Depression-era values
Why is it so difficult for older caregiving spouses to seek help? Zarit's research has shown that compared with adult children taking care of an ailing parent, spouses don't turn to adult day programs until later in the course of illness, and they're more apt to withdraw the participant after a short time.
Sister Kathy Weber, who leads the Holy Cross support group that Betty Crierie attended, sees a Depression-era-bred reluctance to spend money on care, even when couples can afford it. "They're supposed to get along somehow and squirrel it away for their kids -- who want them to use it now, for their care, which would make the children's lives easier, too," Weber says.
Spouses don't want to lose control of their homes or their relationships. Sometimes they hope to protect their partners' dignity, not wanting children to see how diminished they've become. "There's a lot of pride there," Weber says.
What might help, caregiver advocates say, is for health providers to regard older couples as a unit, recognizing that a caregiver's compromised health could prematurely institutionalize an ailing spouse. Some geriatric practices already do so. "On the intake forms in doctors' offices, there should be questions to identify whether someone is a family caregiver," suggests Mintz. "That would alert the physician and the staff to the situation and raise questions about that person's own health. Is she taking care of herself?"

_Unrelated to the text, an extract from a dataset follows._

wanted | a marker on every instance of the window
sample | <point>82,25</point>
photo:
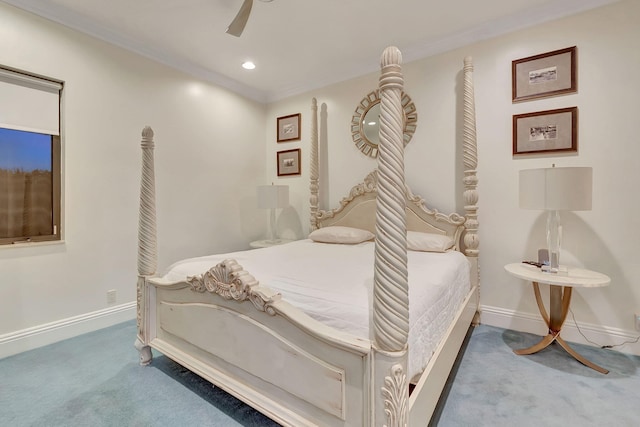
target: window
<point>29,157</point>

Meanwhile, President Obama's proposed 2011 budget would add $102.5 million for family caregiving programs, "a step in the right direction," Mintz says. The money would boost existing programs that serve family caregivers, including training and counseling, referrals, respite care, transportation, adult day programs and home care. AARP analysts estimate the increased funding could help an additional 200,000 families. Family caregivers can use the help: Medicare pays for doctors and hospitals but provides only very limited post-hospitalization home care, and Medicaid (which covers only the poor) allots most of its dollars to nursing homes. The financial burden of caring for a spouse at home falls mostly to families themselves.

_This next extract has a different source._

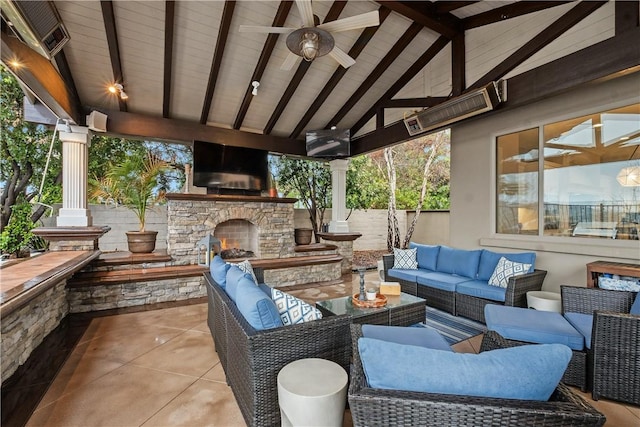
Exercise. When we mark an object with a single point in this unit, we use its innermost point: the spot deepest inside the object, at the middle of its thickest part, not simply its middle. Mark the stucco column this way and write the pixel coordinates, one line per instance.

But even with better support, watching a partner decline is difficult. "They are about to lose their lives as they've known them," Weber explains.
That's what happened to Sheila Fridovich, whose husband, Bernard, developed Pick's disease, a form of dementia, in his late 60s. Sheila kept him at home in Annapolis, eventually hiring a daytime aide, for nearly six years.

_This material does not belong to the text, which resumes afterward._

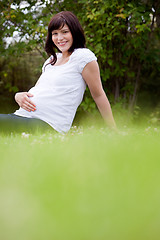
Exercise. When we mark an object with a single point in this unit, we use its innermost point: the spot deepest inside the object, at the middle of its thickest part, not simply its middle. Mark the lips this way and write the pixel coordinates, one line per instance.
(62, 43)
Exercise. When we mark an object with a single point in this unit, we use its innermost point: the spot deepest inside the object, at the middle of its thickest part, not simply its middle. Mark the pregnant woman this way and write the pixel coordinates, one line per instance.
(53, 101)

"I couldn't eat; I couldn't breathe; I didn't have a moment's peace," she acknowledges. Yet she refused to see a therapist or join a support group. "I needed to iron it out in my own head," she says.
"We grew up in a generation where getting help from a therapist is not stigmatized," theorizes her daughter Lauri Fridovich Lee, who joined a support group online. "For the older generation, it is."
Eventually, consulting with a Veterans Affairs physician about drug coverage, Sheila discovered that Bernard, a Navy veteran, was eligible for admission to a specialized dementia unit at the VA Community Living and Rehabilitation Center in Baltimore. She moved Bernard there in 2006. At 79, he's still a resident and gets excellent care, she says. But after a stroke, he cannot speak, and she's not sure, on her Sunday visits, if he knows who she is.
"It's a traumatic experience for a husband and wife, far more than for their kids," Fridovich says now. She's only 71, still working part time as an educational consultant, but "the way I live is not the way I lived before. I'm married but I'm not; I have a husband but I don't. I'm in no man's land."
Span is the author of "When the Time Comes: Families With Aging Parents Share Their Struggles and Solutions." This article was produced in collaboration with Kaiser Health News. KHN is an editorially independent news service and a program of the Kaiser Family Foundation, a nonpartisan health-care policy organization that is not affiliated with Kaiser Permanente.